BAV zum Jahresabschluss bei VU:
"Gründe für die Situation haben ihre Wurzeln außerhalb des VAG"

Geschäftszeichen: Q 2 – 41/02, vom 23. April 2002

Betr.: Verfassungsbeschwerden (1 BvR 782/94, 1 BvR 80/95, 1 BvR 957/96, 1 BvR 1317/96,1 BvR 240/98, 1BvR 1080/01 )

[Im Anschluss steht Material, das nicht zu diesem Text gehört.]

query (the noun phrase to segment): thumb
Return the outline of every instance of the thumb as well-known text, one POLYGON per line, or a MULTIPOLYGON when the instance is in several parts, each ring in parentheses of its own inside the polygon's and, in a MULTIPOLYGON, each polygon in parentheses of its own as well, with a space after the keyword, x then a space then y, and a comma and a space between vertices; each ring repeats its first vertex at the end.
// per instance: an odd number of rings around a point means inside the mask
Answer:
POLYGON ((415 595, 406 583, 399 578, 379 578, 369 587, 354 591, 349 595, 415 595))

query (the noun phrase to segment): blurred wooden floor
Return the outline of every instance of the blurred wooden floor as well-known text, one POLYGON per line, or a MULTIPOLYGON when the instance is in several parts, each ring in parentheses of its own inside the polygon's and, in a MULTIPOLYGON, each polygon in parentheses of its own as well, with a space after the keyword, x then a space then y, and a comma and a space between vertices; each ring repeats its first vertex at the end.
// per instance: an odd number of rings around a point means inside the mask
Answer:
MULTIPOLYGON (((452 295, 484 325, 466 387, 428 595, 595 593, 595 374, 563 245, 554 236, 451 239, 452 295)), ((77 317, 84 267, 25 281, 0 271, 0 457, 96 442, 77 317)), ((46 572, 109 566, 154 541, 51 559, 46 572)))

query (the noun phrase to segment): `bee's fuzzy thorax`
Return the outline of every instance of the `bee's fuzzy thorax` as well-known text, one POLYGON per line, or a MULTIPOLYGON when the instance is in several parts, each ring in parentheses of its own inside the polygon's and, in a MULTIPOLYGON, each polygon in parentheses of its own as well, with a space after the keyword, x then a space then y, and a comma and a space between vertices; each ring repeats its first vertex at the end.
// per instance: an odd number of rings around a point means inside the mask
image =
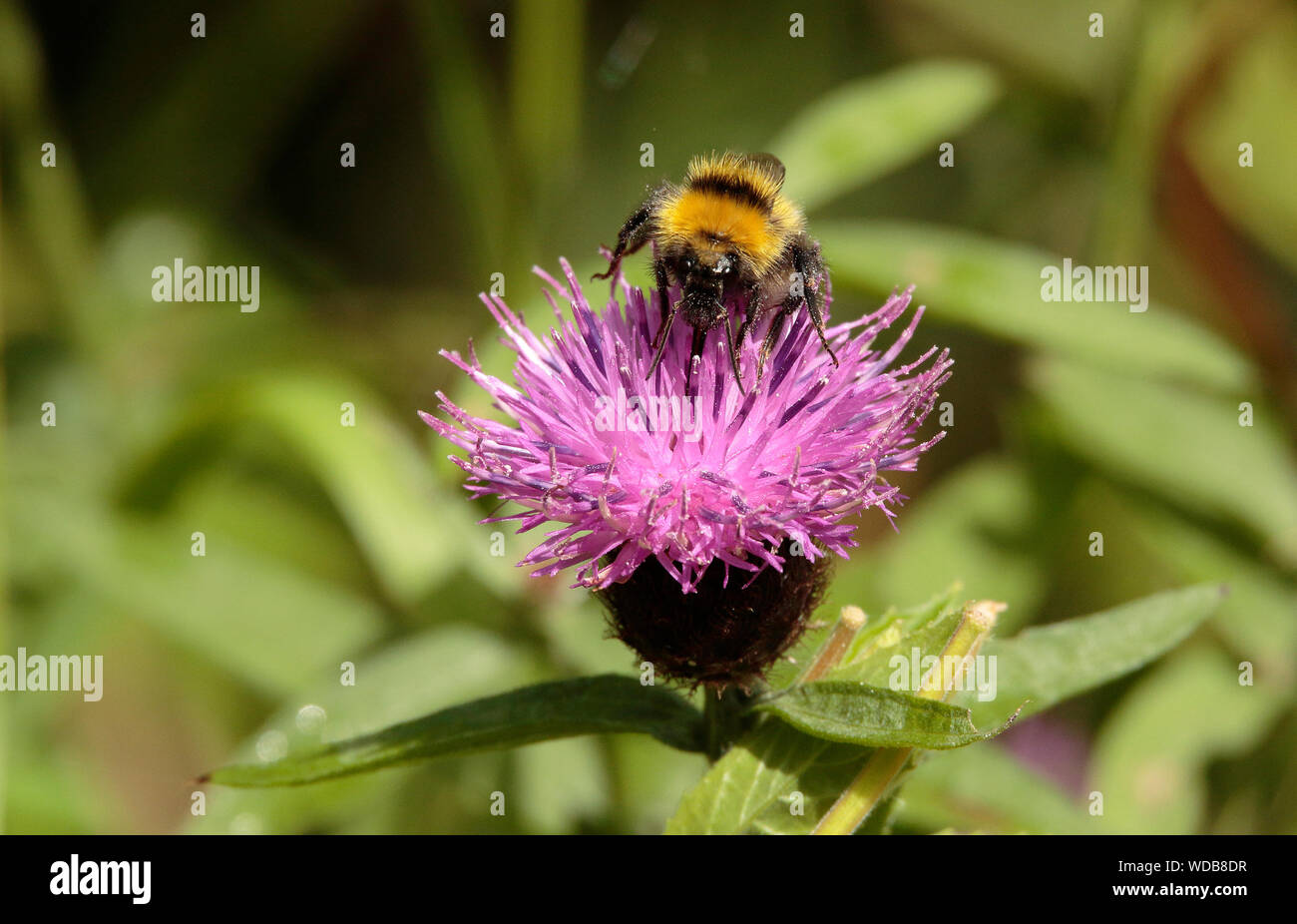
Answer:
POLYGON ((764 274, 804 226, 800 210, 779 192, 782 183, 782 174, 742 154, 695 157, 684 184, 663 193, 658 235, 703 254, 735 249, 764 274))

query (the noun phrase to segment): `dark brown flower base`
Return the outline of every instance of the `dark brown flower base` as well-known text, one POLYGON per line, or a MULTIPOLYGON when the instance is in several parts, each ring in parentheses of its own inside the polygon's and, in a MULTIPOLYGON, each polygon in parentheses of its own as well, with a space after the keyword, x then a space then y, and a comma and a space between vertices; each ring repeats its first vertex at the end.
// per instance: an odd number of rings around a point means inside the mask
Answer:
POLYGON ((783 572, 768 567, 748 587, 751 572, 737 568, 722 587, 725 568, 713 562, 687 594, 650 558, 597 596, 616 637, 652 663, 655 675, 748 690, 802 637, 827 583, 827 557, 790 555, 787 542, 779 554, 783 572))

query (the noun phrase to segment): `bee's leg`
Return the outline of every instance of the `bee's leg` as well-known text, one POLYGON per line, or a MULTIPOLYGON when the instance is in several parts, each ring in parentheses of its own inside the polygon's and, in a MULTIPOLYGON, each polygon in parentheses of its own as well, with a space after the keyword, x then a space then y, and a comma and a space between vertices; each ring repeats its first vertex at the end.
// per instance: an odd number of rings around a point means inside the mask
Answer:
MULTIPOLYGON (((738 393, 747 397, 747 392, 743 391, 743 372, 741 372, 738 367, 738 346, 734 344, 734 327, 730 324, 729 311, 725 313, 725 344, 729 346, 730 366, 734 367, 734 382, 738 385, 738 393)), ((690 363, 693 363, 693 361, 690 361, 690 363)))
POLYGON ((757 322, 761 321, 761 317, 765 314, 767 308, 768 306, 765 304, 765 297, 761 292, 761 287, 754 286, 748 293, 747 308, 743 309, 743 323, 738 328, 739 346, 743 345, 743 341, 747 339, 747 335, 751 332, 754 327, 756 327, 757 322))
POLYGON ((821 295, 818 289, 811 287, 812 275, 818 275, 824 269, 818 252, 811 249, 809 247, 803 247, 802 244, 794 245, 792 269, 802 276, 802 297, 805 298, 807 311, 811 314, 811 323, 815 324, 816 334, 820 335, 820 343, 824 344, 825 350, 829 353, 829 358, 833 359, 833 365, 837 366, 838 357, 834 356, 833 346, 829 345, 829 337, 824 332, 821 295))
POLYGON ((612 258, 608 261, 607 273, 595 273, 591 279, 607 279, 617 267, 621 266, 621 258, 629 257, 632 253, 643 247, 650 237, 652 231, 652 202, 645 202, 641 205, 626 223, 621 226, 617 231, 617 245, 612 250, 612 258))
MULTIPOLYGON (((665 301, 663 302, 665 310, 665 301)), ((661 362, 661 354, 667 352, 667 341, 671 339, 671 326, 676 323, 676 311, 678 311, 677 305, 672 305, 671 310, 667 311, 667 317, 663 318, 661 327, 658 328, 658 336, 652 340, 652 363, 648 366, 648 372, 645 375, 645 382, 652 378, 652 374, 658 371, 658 363, 661 362)))
POLYGON ((652 263, 652 276, 658 286, 658 306, 661 309, 663 321, 667 315, 674 311, 674 306, 671 305, 671 286, 667 279, 667 261, 659 257, 652 263))
POLYGON ((703 344, 707 343, 707 328, 695 327, 694 328, 694 343, 689 348, 689 365, 685 366, 685 397, 695 397, 694 395, 694 359, 703 354, 703 344))
POLYGON ((779 339, 779 331, 783 330, 783 323, 795 310, 798 310, 798 302, 783 302, 779 305, 778 313, 770 318, 770 327, 765 331, 765 339, 761 341, 761 352, 756 357, 757 388, 761 387, 761 379, 765 376, 765 361, 770 358, 770 350, 774 349, 774 341, 779 339))

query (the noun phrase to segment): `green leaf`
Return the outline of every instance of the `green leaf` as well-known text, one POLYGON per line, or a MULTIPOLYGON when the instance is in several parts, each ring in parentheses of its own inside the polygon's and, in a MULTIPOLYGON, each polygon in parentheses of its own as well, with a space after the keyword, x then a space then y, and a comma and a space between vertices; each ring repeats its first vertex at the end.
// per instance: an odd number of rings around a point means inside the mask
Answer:
POLYGON ((847 83, 816 100, 770 143, 789 165, 786 191, 813 209, 929 154, 1000 95, 974 61, 923 61, 847 83))
POLYGON ((1217 389, 1253 384, 1233 346, 1156 301, 1144 313, 1124 304, 1041 301, 1041 270, 1062 265, 1044 250, 912 222, 820 222, 816 235, 834 286, 883 297, 913 283, 934 321, 1144 376, 1217 389))
POLYGON ((1297 565, 1297 462, 1265 405, 1241 427, 1237 401, 1143 375, 1040 361, 1030 380, 1074 453, 1195 514, 1243 522, 1297 565))
MULTIPOLYGON (((940 654, 958 624, 956 588, 921 606, 887 613, 868 624, 844 655, 846 664, 830 676, 882 685, 894 650, 920 648, 940 654), (903 644, 904 642, 904 644, 903 644)), ((667 823, 668 834, 737 834, 750 831, 767 811, 778 811, 794 790, 808 792, 808 775, 827 772, 834 794, 851 783, 870 749, 805 735, 785 722, 764 719, 739 738, 693 789, 685 793, 667 823)))
POLYGON ((1009 601, 996 631, 1030 622, 1044 590, 1040 562, 1022 554, 1035 514, 1027 474, 1012 459, 979 457, 905 505, 900 532, 840 562, 826 609, 882 610, 934 587, 964 583, 973 600, 1009 601))
POLYGON ((296 786, 603 732, 641 732, 680 750, 703 748, 702 715, 677 694, 630 677, 602 676, 524 687, 274 763, 224 767, 210 780, 227 786, 296 786))
POLYGON ((995 658, 997 690, 953 701, 973 709, 978 723, 1003 722, 1026 701, 1023 715, 1130 674, 1175 648, 1220 605, 1224 588, 1204 584, 1165 590, 1089 616, 1039 626, 1013 638, 992 638, 982 654, 995 658))
MULTIPOLYGON (((742 834, 757 816, 798 789, 800 775, 834 745, 767 719, 744 735, 693 789, 667 823, 668 834, 742 834)), ((868 751, 851 748, 856 762, 868 751)), ((850 781, 850 776, 847 777, 850 781)), ((840 792, 840 789, 839 789, 840 792)))
POLYGON ((826 741, 868 748, 962 748, 1003 729, 979 732, 966 709, 851 680, 818 680, 757 706, 826 741))

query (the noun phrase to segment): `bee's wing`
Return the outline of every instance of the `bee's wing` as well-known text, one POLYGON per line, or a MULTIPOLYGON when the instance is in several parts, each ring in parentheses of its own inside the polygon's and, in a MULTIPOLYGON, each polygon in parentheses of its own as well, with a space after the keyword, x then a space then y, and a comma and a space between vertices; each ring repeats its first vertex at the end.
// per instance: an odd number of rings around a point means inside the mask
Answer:
POLYGON ((776 183, 783 186, 783 161, 774 154, 743 154, 743 160, 759 170, 768 173, 774 178, 776 183))

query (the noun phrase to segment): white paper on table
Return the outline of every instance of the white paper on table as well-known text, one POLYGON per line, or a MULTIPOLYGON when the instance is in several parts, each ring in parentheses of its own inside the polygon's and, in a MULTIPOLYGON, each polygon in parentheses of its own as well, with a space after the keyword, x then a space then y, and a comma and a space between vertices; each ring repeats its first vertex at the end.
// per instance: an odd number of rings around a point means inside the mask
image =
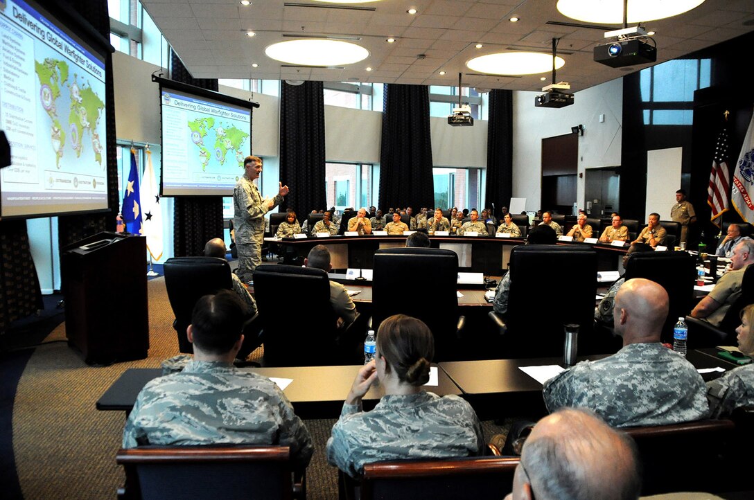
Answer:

…zu den Verfassungsbeschwerden gebe ich folgende Stellungnahme ab:

… Der Bf. rügt, §§ 55, 56 VAG (in der bis zum 01. Januar 1995 geltenden Fassung) seien verfassungswidrig, weil sie eine Rechnungslegung zuließen, nach der Versicherungsprämien als „Preise" oder „Umsatzerlöse" im Jahresabschluss berücksichtigt werden können (Beschwerdeschrift S. 16). Hierbei werde der Sparvorgang nicht genügend beachtet. In der Folge stünden die Prämien und die daraus erzielten Kapitalerträge zur weitgehend beliebigen Verfügung des Versicherungsunternehmens (a.a.O.).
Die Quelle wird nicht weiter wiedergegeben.